The cost of new homes increased in more Chinese cities in November than in the previous month, official figures showed Tuesday, despite efforts from the government to keep the market in check.
Prices in 53 out of 70 cities tracked by the government rose month-on-month, the National Bureau of Statistics said in a statement, up from 35 cities in October and 31 cities in September.
Prices of new homes dropped in 10 cities and stayed unchanged in the remaining seven cities, the bureau said.
China has been taking steps to keep house prices under control for more than two years. Measures included prohibitions on buying second homes, raising minimum down-payments and imposing property taxes in certain areas.
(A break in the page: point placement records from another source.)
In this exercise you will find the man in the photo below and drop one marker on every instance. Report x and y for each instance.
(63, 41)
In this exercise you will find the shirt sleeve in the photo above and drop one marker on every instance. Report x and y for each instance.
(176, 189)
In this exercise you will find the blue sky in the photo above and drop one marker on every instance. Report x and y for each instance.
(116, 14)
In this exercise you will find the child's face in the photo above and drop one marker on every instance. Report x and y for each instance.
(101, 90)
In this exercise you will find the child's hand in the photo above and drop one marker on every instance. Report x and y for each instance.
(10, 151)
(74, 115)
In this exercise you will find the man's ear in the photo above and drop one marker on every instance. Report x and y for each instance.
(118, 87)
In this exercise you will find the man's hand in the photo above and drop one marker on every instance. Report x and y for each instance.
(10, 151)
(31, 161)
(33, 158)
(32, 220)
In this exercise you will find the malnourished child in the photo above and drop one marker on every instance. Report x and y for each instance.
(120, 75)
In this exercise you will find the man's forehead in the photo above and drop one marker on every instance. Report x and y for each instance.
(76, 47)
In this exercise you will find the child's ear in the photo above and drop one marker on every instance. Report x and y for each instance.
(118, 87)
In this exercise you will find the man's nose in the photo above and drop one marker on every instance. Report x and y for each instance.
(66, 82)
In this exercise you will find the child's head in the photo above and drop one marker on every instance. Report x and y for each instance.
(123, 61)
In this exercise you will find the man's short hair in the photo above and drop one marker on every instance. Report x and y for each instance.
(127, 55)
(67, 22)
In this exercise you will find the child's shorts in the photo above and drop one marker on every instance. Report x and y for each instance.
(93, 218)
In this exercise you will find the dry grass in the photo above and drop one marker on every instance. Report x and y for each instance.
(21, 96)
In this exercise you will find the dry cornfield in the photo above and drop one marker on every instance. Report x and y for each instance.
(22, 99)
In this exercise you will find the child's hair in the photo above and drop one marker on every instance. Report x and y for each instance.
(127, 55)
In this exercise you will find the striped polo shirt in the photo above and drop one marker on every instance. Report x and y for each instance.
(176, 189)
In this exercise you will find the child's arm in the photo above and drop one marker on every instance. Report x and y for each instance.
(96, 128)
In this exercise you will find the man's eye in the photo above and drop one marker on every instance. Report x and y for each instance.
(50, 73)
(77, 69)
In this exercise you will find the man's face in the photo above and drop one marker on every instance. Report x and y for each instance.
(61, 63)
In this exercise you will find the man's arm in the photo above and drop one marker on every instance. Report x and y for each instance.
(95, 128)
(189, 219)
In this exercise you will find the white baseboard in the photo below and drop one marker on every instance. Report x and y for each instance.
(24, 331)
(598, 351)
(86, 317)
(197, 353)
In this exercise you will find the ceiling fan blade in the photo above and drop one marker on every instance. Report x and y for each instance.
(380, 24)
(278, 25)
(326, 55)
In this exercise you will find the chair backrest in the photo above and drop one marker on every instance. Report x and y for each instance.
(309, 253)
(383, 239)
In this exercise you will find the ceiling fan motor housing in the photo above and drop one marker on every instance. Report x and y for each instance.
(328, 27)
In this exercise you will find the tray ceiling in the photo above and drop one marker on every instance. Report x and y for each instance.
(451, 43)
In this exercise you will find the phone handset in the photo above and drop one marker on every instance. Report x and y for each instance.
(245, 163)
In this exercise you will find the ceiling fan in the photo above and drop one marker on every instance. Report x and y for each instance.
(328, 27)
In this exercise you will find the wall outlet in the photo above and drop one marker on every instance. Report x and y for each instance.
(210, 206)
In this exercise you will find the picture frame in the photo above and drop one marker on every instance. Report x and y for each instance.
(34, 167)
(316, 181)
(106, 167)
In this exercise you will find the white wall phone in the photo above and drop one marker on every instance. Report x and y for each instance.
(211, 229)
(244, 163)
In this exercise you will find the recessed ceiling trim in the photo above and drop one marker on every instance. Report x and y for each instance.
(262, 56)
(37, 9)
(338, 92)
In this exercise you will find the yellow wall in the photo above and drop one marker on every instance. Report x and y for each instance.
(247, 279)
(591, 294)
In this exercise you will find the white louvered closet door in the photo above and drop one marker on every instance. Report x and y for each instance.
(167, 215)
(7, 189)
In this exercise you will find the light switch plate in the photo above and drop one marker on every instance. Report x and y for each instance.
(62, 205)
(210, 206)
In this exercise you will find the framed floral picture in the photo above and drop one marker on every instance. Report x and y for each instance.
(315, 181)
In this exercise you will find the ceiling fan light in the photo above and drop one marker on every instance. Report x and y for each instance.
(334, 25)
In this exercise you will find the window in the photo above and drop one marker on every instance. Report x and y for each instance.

The government pledged to continue its control measures next year after a two-day central economic work conference over the weekend, but notably did not repeat its reference to "bringing home prices down to a reasonable level".
"This may indicate that China is unlikely to issue any new policies aimed at controlling home prices in the next few months, which may cause a rise in home prices," Wendy Chen, a Shanghai-based economist at Nomura Securities, told AFP.
She added that a government plan to push urbanisation, outlined at the economic meeting, may also boost demand for new homes and drive up prices.
The urbanisation plan is part of efforts to expand domestic consumption and achieve more balanced growth after having relied on exports for most of the past three decades.
The country's once red-hot economy that saw annual growth rates exceeding 10 percent has slowed markedly this year. The government expects gross domestic product to expand 7.5 percent in 2012, down from 9.3 percent in 2011.